Prévoyance

Des solutions personnalisées pour l’ensemble du 2e pilier surobligatoire?

Le 2e pilier manque aujourd’hui cruellement de flexibilité pour s’adapter aux incertitudes économiques et aux aléas d’une carrière professionnelle moderne. Comment y remédier?

Dans le contexte économique et démographique actuel, les caisses de pension ne pourront éviter de réduire le taux de conversion dans la partie surobligatoire (salaire au-delà de 84’600 francs) et le niveau de couverture. Face à ces mesures collectives d’assainissement, des solutions individuelles s’imposent. Elles existent, et font même déjà leurs preuves auprès des assurés affiliés à un plan de prévoyance cadres de type 1e (salaire dépassant 126’900 francs). Plus flexible et sur mesure, ce modèle donne aux assurés le libre choix de la stratégie de placement, selon leurs besoins, leur profil de risque et leurs cycles de vie. Il renforce par ailleurs le système dans son ensemble grâce à une plus grande responsabilité individuelle de chaque assuré. Malgré les nombreux avantages d’une gestion personnalisée des avoirs de retraite, la loi n’autorise, à ce jour, cette possibilité qu’à une partie limitée du 2e pilier surobligatoire.

Stratégies orientées fonds ou titres individuels?

Les profils de stratégies orientés sur un benchmark ont affiché durant ces dix dernières années, incluant la crise de 2008, une performance moyenne annuelle de 3%. A cinq ans, la performance s’élève même à 5%. Les assurés possédant un patrimoine plus élevé peuvent également opter pour une stratégie avec titres individuels, dans le cadre d’un mandat de gestion de fortune auprès d’une banque partenaire. Un maximum de 50% du capital peut être investi en actions, le reste se répartissant entre immobilier, placements alternatifs et titres obligataires. Compte tenu de la baisse des taux d’intérêts généraux et du recul des obligations, mieux vaut s’orienter vers des échéances courtes, réduisant l’impact d’une éventuelle hausse des taux d’intérêts.

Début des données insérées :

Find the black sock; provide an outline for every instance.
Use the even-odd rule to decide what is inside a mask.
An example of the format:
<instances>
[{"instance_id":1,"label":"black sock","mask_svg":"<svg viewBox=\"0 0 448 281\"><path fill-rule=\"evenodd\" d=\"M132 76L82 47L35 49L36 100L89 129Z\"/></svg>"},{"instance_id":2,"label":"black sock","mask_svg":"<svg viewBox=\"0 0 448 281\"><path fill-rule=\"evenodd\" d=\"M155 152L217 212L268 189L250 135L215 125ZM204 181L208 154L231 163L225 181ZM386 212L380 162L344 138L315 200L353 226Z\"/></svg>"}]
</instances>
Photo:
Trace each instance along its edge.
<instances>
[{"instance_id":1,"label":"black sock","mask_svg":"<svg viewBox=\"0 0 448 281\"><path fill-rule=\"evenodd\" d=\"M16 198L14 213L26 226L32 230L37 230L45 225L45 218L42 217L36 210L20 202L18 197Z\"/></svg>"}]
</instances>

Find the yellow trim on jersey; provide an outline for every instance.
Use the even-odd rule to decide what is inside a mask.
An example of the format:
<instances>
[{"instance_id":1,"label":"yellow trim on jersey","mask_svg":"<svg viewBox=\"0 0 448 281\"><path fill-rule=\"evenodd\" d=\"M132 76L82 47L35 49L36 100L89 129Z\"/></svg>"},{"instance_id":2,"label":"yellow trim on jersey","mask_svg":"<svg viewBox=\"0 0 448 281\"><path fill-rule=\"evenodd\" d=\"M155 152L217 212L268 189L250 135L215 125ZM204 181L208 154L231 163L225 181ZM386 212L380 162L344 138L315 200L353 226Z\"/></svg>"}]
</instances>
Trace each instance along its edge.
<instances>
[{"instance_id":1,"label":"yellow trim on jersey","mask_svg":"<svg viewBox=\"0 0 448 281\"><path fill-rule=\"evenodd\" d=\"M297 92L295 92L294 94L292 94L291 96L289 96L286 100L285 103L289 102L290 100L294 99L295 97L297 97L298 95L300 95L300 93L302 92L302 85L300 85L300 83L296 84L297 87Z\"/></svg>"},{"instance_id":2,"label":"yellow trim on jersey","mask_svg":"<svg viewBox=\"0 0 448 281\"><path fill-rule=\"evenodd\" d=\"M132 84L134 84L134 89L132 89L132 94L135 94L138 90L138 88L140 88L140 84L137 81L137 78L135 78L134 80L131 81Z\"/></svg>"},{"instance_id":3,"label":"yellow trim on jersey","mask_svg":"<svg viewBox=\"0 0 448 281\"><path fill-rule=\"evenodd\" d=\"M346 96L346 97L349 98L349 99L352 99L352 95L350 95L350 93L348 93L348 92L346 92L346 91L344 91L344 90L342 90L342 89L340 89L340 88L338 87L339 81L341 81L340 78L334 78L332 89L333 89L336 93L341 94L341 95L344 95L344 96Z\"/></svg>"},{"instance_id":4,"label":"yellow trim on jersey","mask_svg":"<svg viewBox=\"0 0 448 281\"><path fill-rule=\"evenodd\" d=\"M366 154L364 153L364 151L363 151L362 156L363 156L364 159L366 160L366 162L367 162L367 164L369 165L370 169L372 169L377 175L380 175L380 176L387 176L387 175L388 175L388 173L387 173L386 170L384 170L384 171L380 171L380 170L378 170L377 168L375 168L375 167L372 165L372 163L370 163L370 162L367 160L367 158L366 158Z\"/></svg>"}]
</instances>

Rachats d’années de cotisations et optimisation fiscale

Le rachat permet avant tout à un assuré d’investir dans sa retraite et de combler les lacunes de son 2e pilier. Il se montre par ailleurs très intéressant fiscalement et financièrement: il est entièrement déductible du revenu imposable et profite des rendements des placements de l’assuré.

Avant tout rachat, il convient de combler les éventuelles lacunes dans la prévoyance cadres, puis seulement après dans la caisse de pension de base. Une politique de rachat mûrement réfléchie doit être définie, en tenant compte de la capacité de rachat du détenteur du capital, de l’horizon de temps, du salaire, du potentiel d’épargne et de l’existence éventuelle d’autres capitaux de prévoyance.

Une échéance de trois ans minimum doit s’écouler entre un versement au titre d’un rachat et un retrait. Il convient alors de réfléchir à de nouvelles stratégies à l’approche de la retraite. Attention, car le non-respect de cette règle entraînera l’annulation du rachat par le fisc, rétroactivement.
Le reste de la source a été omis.